Esta semana pasada hemos visto acreditada la compatibilidad de la ley de amnistía con el Derecho europeo, que el Tribunal de Justicia de la UE avala el cierre definitivo de una pugna política que derivó en embrollo judicial y que, a estas alturas, sólo cabe mirar al pasado para extraer del mismo las enseñanzas precisas que impidan repetirlo.
Pero no parece que se haya aprendido mucho. Repasemos:
->El nacionalismo catalán se ha debilitado notablemente y ha perdido credibilidad, está profundamente dividido y la pujanza de su tentáculo más xenófobo imposibilita que sume mayorías operativas.

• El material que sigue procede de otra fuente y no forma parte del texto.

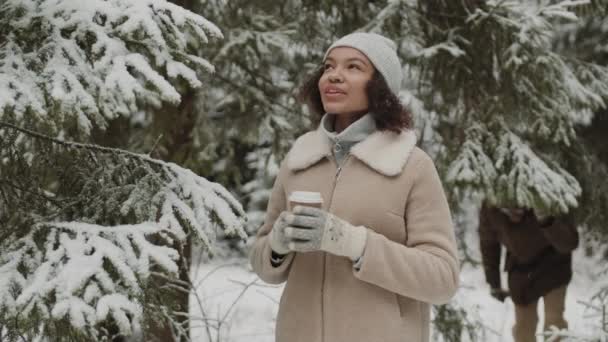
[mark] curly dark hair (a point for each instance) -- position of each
(385, 107)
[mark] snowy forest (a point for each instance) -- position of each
(139, 141)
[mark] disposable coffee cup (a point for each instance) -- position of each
(307, 198)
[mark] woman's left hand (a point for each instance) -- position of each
(311, 229)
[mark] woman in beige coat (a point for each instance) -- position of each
(368, 264)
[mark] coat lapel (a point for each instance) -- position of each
(385, 152)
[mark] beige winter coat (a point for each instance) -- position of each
(392, 188)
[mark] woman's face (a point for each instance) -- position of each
(342, 85)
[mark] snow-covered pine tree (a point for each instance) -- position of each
(586, 40)
(91, 237)
(511, 103)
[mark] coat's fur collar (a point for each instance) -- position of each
(385, 152)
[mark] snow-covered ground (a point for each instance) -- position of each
(230, 292)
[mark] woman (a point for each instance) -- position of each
(368, 264)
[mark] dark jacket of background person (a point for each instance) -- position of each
(539, 254)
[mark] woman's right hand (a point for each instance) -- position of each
(278, 240)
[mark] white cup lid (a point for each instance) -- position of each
(306, 197)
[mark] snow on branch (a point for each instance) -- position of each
(89, 61)
(526, 180)
(127, 218)
(472, 167)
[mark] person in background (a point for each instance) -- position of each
(538, 261)
(367, 265)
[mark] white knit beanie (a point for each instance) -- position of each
(381, 51)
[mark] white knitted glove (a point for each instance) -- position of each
(278, 240)
(312, 229)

En esas circunstancias, el liderazgo de Puigdemont no es sino una rémora y demuestra que aquella apuesta épica sólo en apariencia, les condujo, en el mejor de los casos, al maletero de un coche.
->El PP juega en otra liga. Aviva los conflictos territoriales, histeriza su lenguaje, extrema la judicialización de la política, maldice a quienes tratan de reconducir sus efectos y, finalmente, reparte lecciones de coherencia mientras pide pasar página por pura conveniencia partidista.
Los golpistas de hoy son los socios de mañana, y suma y sigue.
->Por otra parte, una gran parte de los socialistas parece que piensan que la mera gestión administrativa lo resolverá todo, y que el 45% de secesionistas que certifican las últimas encuestas se evaporará por arte de magia.
En fin. Ya se conoce la alternativa a no hacer nada. Pero que la situación se calme en Cataluña, aunque sin duda supone un gran avance, no soluciona el problema de fondo. El de una nación que busca, como mínimo, un encaje singular en la estructura territorial del Estado.